Based on the Food and Drug Administration’s identification of the neglected tropical diseases it is targeting in its own initiative, 16 diseases have come under the spotlight. They are tuberculosis; malaria; blinding trachoma; buruli ulcer; cholera; dengue and dengue haemorrhagic fever; dracunculiasis (guinea worm disease); fascioliasis; human African trypanosomiasis (sleeping sickness); leishmaniasis; leprosy; lymphatic filariasis; onchocerciasis; schistosomiasis (bilharzia); soil transmitted helminthiasis; and yaws.
It is hoped that, with greater access to intellectual property, the patent pool will lead to new developments in the control of these diseases. GSK has also said it will release some of its drug patents and manufacturing processes, making them available to others without asking for royalties.
Membership of the pool, which is voluntary, has been slow to gather momentum, but with the TIA and the world-renowned Massachusetts research university endorsing the initiative by joining, hopes are high that more companies will take the same step.
GSK announced earlier in 2010 that it would partner with iThemba Pharmaceuticals, a new Gauteng-based company funded by the Department of Science and Technology, to conduct research into a tuberculosis drug, using technology garnered from the pool and that was submitted by Alnylam Pharmaceuticals.
This US-based company was the first to release its patents into the pool, adding around 1 500 in 2009. The Alnylam patents focus on RNA interference techniques, which allows the selective shutting off and tuning on of genes in living cells.
The two researchers who developed the technique shared the Nobel Prize for Physiology or Medicine in 2006, and the drugs based on this technique of gene silencing are known as RNAi therapeutics.
More such initiatives are expected to flourish as the patent pool’s member base grows in size.
The improved control of neglected tropical diseases is a priority of the WHO, which in 2007 called for more funding for research and development into treatment and management strategies.
These bacterial and parasitic diseases affect over 1.4-billion people around the world, mostly in Africa, Southeast Asia and Latin America.
They are both a cause and a symptom of poverty, proliferating in conditions of poor sanitation, inadequate housing and ineffective insect control. They trap people in a cycle of unemployment and social isolation, leaving them unable to care for their families or themselves.

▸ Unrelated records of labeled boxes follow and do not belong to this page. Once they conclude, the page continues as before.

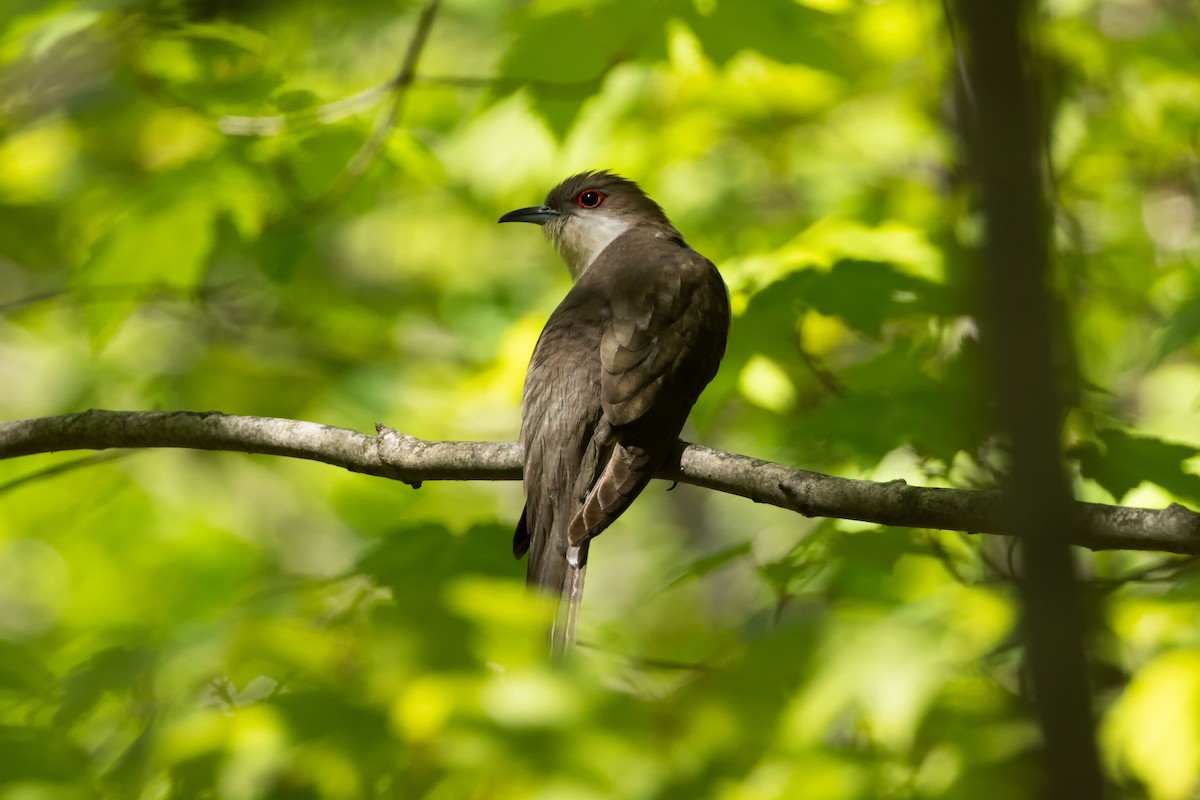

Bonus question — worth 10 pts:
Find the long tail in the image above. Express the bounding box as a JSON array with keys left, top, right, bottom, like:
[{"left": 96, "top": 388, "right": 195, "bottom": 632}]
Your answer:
[
  {"left": 550, "top": 545, "right": 588, "bottom": 658},
  {"left": 512, "top": 509, "right": 588, "bottom": 657}
]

The word “neglected” is used to describe them because major diseases such as malaria, tuberculosis and Aids tend to get more funding and support from policy makers and organisations, while lower-profile diseases, although their eradication also presents an opportunity to lift people out of poverty, fall by the wayside.
According to the Global Network for Neglected Tropical Diseases, the worldwide burden of these illnesses is equal to at least half the total burden of HIV/Aids, tuberculosis and malaria combined.